Check these links out:

http://finance.isixsigma.com/library/content/c030120a.asp

-and-

http://finance.isixsigma.com/library/content/c000806a.asp

-and-

http://finance.isixsigma.com/offsite.asp?A=Fr&Url=http://www.qualitydigest.com/aug98/html/spctool.html


Message: 26755
Posted by: Gabriel
Posted on: Tuesday, 29th April 2003

Do you have a target? The larger the variation the farther you will be, on average, from that target.

Examples:

I want this part to be 10mm long. If the manufacturing process deliver parts between 9 and 11mm, I am farther from the target (on average) than if the process delivers parts within 9.9 and 10.1mm.

I want to deliver pizza ASAP. If there "slowest" deliveries take 20 minutes longer than the "fastest" ones, even without telling me the "average delivery time" I can guess that it can not be better than 10 minutes. If the fastest ones take 2 minutes longer than the slowest ones, then the average delivery time can be pretty shorter. It is (hard but) possible that the average is still 20 minutes, but it is also possible that the average is 2 minutes. In the first case, an average 20 minutes is posible but 2 minutes is not. Note that even if the average was 20 minutes in both cases, the slowest deliveries would take 30 minutes in the first case and 22 minutes in the second case.

Think of errors per order, bugs per program, waiting time in a call center, stock in a wearhouse, dimensions in manufactured parts, delays in flights, etc. Wouldn't you want to reduce variation?

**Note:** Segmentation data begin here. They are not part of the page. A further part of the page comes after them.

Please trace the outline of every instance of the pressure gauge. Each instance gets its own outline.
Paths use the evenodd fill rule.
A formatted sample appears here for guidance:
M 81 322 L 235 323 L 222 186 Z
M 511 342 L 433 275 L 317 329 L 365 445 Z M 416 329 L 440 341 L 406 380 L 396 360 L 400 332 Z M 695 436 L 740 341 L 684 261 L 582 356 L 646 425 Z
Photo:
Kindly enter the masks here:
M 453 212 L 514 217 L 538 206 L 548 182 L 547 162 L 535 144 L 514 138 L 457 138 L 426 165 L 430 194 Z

After his presentations, Deming used to say something like "If I had to say the whole thing in 2 words I would say: Reduce variation".


Message: 26770
Posted by: Hemanth
Posted on: Tuesday, 29th April 2003

Just trying out..tell him what chaos his customer creates by introducing variation in his production plans...(if at all..)


Message: 26814
Posted by: Robert S. Butler
Posted on: Wednesday, 30th April 2003

You're applying for a new job.

Employees in that job position at Company A have an average salary of $38,500.

Employees in that job position at Company B have an average salary of $47,000

  If averages by themselves were sufficient for summarizing data then Company B would be first choice for a place of employment.  The salary structure (in thousands of dollars) for that position is as follows:

Company A:

25, 30,30,40,40,40,40,45,45,50   - standard deviation = 7.8

Company B:

5,10,10,20,20,20,30,30,100,225 - standard deviation = 68.1

The average gives you an estimate of the "typical" salary.  Knowledge of the variation, as measured by the standard deviation, gives you a sense of how far from "typical" your starting salary might be.  In short, by understanding the variation you are able to make intelligent decisions concerning the numeric differences between averages.  In the above example, an understanding of the variation in salaries strongly suggests that,as a new hire, you will probably make more by signing with the company whose average salary is less.